Budae Jjigae Hot Pot (Korean Army Stew)
S6 E08 | The Locker Room with Chase Rice & Brian Urlacher | Something's Burning
Country star Chase Rice and NFL legend Brian Urlacher hit the kitchen for an all‑in Korean Army Stew showdown. Bert fills a Dutch oven to the brim with spicy broth, Spam, kimchi, and noodles — and invents a business plan along the way. Football, fame, and fan stories fly in The Locker Room.
Spicy Sauce Base
Ingredients:
- 2 Tbsp gochugaru (Korean chili flakes)
- 2 Tbsp mirin
- 1 Tbsp soy sauce
- 2 garlic cloves, grated or crushed
- 1 tsp gochujang
- 1 tsp sugar
- 1 beef ramen seasoning packet
- Pinch salt & pepper
Steps:
- In a small bowl, combine all ingredients; mix well to form a thick, spicy paste. Set aside.
Budae Jjigae Hot Pot
Ingredients:
- 4 large eggs
- 6 cups beef stock (plus 2 cups extra, warmed)
- 6 oz Spam, diced
- 2 rashers thin‑cut bacon, 1‑inch pieces
- 2 cups napa cabbage, thinly sliced
- 6 oz thin‑sliced beef (brisket or ribeye)

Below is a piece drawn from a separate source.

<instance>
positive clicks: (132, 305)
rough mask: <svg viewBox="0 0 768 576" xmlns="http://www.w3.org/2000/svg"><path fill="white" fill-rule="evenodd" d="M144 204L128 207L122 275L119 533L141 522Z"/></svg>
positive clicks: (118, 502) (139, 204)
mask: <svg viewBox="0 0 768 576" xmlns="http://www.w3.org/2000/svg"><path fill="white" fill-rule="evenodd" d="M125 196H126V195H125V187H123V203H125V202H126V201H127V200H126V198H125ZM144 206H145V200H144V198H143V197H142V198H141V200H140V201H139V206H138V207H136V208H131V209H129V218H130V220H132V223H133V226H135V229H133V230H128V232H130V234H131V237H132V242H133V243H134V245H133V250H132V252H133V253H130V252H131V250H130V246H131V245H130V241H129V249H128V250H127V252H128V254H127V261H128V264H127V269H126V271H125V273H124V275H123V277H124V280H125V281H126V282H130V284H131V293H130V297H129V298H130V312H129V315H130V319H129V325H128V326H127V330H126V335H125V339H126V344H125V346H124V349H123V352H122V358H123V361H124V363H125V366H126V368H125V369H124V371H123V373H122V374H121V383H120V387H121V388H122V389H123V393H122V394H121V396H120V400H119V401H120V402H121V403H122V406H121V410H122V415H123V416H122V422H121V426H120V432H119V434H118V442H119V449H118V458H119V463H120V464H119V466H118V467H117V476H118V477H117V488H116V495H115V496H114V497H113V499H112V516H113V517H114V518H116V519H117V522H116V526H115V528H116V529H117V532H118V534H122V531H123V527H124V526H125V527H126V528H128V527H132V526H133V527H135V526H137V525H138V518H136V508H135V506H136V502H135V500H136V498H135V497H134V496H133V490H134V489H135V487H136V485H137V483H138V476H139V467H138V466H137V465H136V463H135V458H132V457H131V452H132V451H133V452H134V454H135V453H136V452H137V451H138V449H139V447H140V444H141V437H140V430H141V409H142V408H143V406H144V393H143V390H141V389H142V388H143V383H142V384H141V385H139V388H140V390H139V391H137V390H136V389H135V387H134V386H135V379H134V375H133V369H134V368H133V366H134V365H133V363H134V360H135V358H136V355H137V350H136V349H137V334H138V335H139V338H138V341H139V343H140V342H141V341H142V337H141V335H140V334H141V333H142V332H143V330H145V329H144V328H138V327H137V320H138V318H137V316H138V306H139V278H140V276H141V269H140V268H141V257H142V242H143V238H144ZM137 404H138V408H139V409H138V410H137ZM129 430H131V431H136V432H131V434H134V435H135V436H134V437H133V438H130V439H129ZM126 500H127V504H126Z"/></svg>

- 4 mini pork sausages (or cocktail franks), sliced 1/4‑inch thick
- 3 shiitake mushrooms, thinly sliced
- 2 king oyster mushrooms, thinly sliced
- 5 oz enoki mushrooms, trimmed & separated
- 1/2 cup kimchi, chopped
- 1/3 block firm tofu, sliced 1/4‑inch thick
- 1 pack beef ramen noodles
- 4 green onions, cut into 1‑inch pieces
- 3 slices American cheese
Steps:
- Rinse rice (see side below) and start cooking in rice cooker. Meanwhile, soft‑boil eggs: simmer 7 minutes, then chill in an ice bath 7–10 minutes. Peel, slice in half, and refrigerate.
- In a 3.5–4 qt low braiser or Dutch oven, neatly arrange bacon, Spam, sausages, tofu, napa cabbage, mushrooms, and kimchi in small piles.
- Pour in 4 cups of beef broth down one side to keep layers intact. Spoon the sauce base between piles. It’ll mix naturally as it simmers.
- Turn heat to medium; cover and bring to a gentle simmer. Lower to low heat and cook 10 minutes.
- Warm remaining 2 cups of broth separately; use to replenish if needed.
- Add green onions, ramen noodles, and cheese slices to the top. Cook uncovered 3–4 minutes, adding extra broth as needed. Top with halved eggs before serving.
Steamed Rice & Condiments
Ingredients:
- 2 cups short‑grain rice
- Water (per rice cooker)
- Soy sauce and chili crisp, for serving
Steps:
- Rinse rice until water runs clear. Add to rice cooker with water; cook per instructions. Serve alongside hot pot with soy sauce and chili crisp on the table.